Quantisation

Quantisation is a technique in machine learning that reduces the precision of numerical values used in neural networks, typically by representing weights and activations with fewer bits than standard floating-point formats. In AI agents, quantisation enables models to run more efficiently on resource-constrained hardware by decreasing memory requirements and computational overhead while maintaining acceptable performance levels. Rather than storing weights as 32-bit floating-point numbers, quantised models use lower-precision representations, such as 8-bit or 4-bit integers.

4-bit Quantisation

4-bit quantisation represents model weights and activations using only 4 bits per value, enabling substantial compression compared to standard 32-bit formats. This approach reduces memory footprint by approximately 8 times and can significantly accelerate inference speed, making large models feasible for deployment on edge devices and mobile hardware. 4-bit quantisation often involves mapping the original range of floating-point values to a smaller integer range, then applying inverse scaling during computation to preserve numerical accuracy.

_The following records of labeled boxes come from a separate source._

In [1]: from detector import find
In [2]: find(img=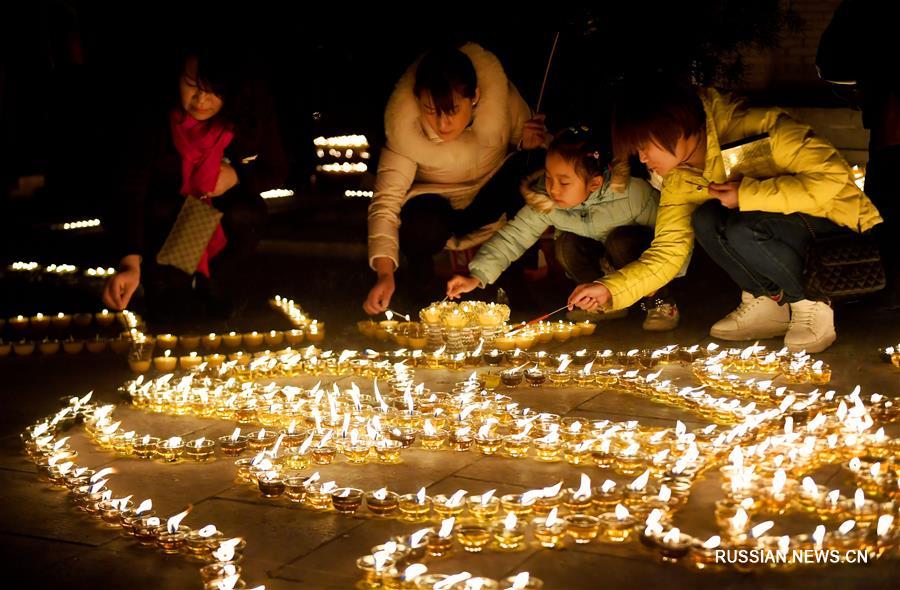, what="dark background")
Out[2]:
[0,0,799,264]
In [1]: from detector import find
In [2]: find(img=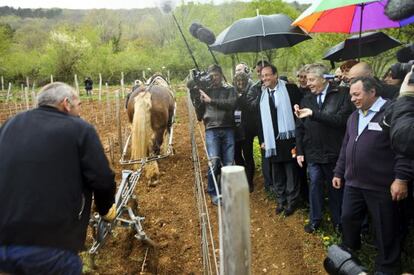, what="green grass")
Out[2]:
[253,147,414,273]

Trade-offs and Practical Considerations

The primary trade-off in 4-bit quantisation is between model compression and accuracy loss. While aggressive quantisation can degrade performance, careful implementation—such as post-training quantisation or quantisation-aware training—can minimise accuracy degradation to acceptable levels. The effectiveness of 4-bit quantisation depends on model architecture, the specific layers being quantised, and the downstream task. For many AI agent applications, the reduced latency and memory footprint justify modest performance reductions.